En una palabra, América ha exportado el posmodernismo en arquitectura y nosotros, los italianos, hemos exportado la Transvanguardia, dentro del marco de la cultura contemporánea.
Después de esta fase a la que he denominado Transvanguardia caliente nos encontramos frente a una recuperación de modelos más fríos pero situados en el interior de ese mismo sistema cultural: una fase de Transvanguardia fría. En efecto, los artistas trabajan siempre sobre la cita; ya no se producen los lenguajes calientes del expresionismo, sino los lenguajes fríos del constructivismo y del arte conceptual, aunque siempre hacia la recuperación de una estilística.

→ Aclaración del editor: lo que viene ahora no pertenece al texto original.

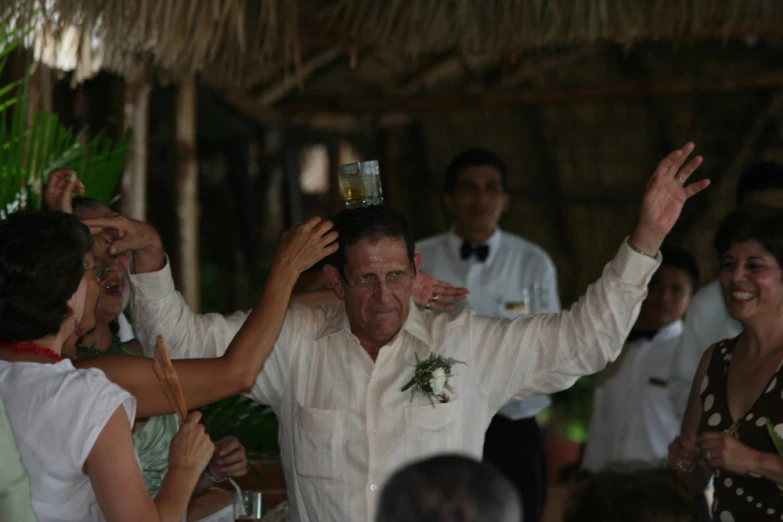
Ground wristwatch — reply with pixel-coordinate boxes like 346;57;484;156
204;466;228;484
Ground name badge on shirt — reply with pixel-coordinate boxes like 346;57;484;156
648;377;667;388
506;301;528;314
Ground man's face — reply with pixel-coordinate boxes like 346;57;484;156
443;166;509;234
326;237;415;345
639;265;693;330
74;207;131;280
742;189;783;208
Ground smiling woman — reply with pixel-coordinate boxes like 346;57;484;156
669;206;783;521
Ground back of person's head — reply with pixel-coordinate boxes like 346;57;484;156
737;161;783;207
443;149;507;194
375;455;522;522
565;469;696;522
324;205;416;272
713;205;783;266
661;245;700;290
0;210;92;343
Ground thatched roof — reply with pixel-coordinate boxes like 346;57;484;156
14;0;783;89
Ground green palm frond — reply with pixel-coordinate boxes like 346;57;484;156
0;6;132;219
201;395;280;457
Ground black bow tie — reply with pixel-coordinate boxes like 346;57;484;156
626;330;658;343
459;241;489;262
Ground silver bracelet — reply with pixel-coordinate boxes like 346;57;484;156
625;238;658;259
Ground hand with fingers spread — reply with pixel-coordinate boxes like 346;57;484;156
273;217;337;276
413;271;468;310
630;143;710;256
83;214;166;273
208;437;247;480
44;169;84;214
697;431;759;474
668;435;700;473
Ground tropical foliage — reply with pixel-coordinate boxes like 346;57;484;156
0;11;131;219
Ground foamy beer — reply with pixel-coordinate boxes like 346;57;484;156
340;160;383;208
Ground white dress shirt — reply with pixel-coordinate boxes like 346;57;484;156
133;242;660;522
669;280;742;419
582;321;682;473
416;229;560;420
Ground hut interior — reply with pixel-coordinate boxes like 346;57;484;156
12;0;783;512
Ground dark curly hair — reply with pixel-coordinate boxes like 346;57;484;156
0;210;92;343
713;205;783;266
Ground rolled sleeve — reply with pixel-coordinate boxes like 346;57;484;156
131;255;247;359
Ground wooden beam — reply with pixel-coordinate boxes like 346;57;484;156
174;76;200;311
670;91;783;242
495;46;605;89
276;72;783;114
399;51;465;94
122;74;152;221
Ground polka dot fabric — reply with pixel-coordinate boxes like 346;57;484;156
699;339;783;522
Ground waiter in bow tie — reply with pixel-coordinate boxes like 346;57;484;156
417;149;560;522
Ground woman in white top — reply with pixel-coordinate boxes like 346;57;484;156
0;212;336;522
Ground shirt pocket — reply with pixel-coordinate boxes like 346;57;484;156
405;399;464;459
495;298;530;319
294;404;345;478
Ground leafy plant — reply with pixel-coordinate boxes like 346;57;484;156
0;5;132;215
201;395;280;459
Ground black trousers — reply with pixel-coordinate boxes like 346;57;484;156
484;415;547;522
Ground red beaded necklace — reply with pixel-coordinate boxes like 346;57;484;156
0;343;63;361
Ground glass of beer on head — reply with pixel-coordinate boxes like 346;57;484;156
340;160;383;208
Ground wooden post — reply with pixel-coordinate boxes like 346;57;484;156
328;137;345;215
174;77;200;311
283;144;304;228
122;74;152;221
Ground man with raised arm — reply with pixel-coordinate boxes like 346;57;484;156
88;143;709;522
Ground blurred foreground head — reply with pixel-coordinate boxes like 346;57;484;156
376;455;522;522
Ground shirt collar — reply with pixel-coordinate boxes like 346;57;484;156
316;299;432;348
446;225;503;263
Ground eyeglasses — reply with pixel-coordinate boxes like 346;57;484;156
340;271;416;293
84;260;111;283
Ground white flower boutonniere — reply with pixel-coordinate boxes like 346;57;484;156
402;353;465;406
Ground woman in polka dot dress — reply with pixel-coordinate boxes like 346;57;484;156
669;206;783;522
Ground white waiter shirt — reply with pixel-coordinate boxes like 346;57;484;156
669;280;742;419
582;320;682;473
133;241;660;522
416;228;560;420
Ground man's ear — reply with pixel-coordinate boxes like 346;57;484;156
324;265;345;299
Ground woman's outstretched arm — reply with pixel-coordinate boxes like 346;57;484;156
74;218;337;418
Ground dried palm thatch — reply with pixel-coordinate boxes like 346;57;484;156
7;0;783;88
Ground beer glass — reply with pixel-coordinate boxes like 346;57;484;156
340;160;383;208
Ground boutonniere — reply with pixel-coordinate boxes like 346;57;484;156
402;353;465;407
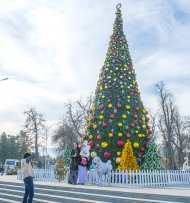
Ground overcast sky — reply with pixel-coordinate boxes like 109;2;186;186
0;0;190;134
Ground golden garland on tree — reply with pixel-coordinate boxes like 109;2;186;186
117;140;139;172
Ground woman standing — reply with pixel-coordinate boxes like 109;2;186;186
68;142;78;184
21;149;35;203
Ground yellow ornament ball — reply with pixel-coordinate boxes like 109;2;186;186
115;157;121;164
118;123;123;127
89;135;93;140
122;114;127;119
133;142;139;148
117;133;123;137
125;105;131;110
90;152;97;158
108;104;113;109
108;133;113;137
116;152;121;156
101;142;108;148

Por otra parte, siempre se trabaja sobre la desestructuración de los lenguajes, sobre la posibilidad -partiendo de una obra del pasado- de demostrarla y recuperarla bajo la óptica duchampiana del ready-made, de los elementos estilísticos transferidos a la obra nueva. No obstante, esta obra del desplazamiento parte de una desestructuración ideológica.
Es esto lo que hoy en día nos permite crear una unión del arte europeo, entre Occidente y Oriente. Pero nunca hemos observado con atención este lado de Europa. Ya que sin duda alguna, hasta hoy existía una fuerte coloración política y los artistas de las vanguardias se habían exiliado a los países occidentales.
Ahora asistimos a cierta apertura liberal que permite a los artistas operar en los límites ede un sistema que está realizando una pa-radójica desestructuración ideológica.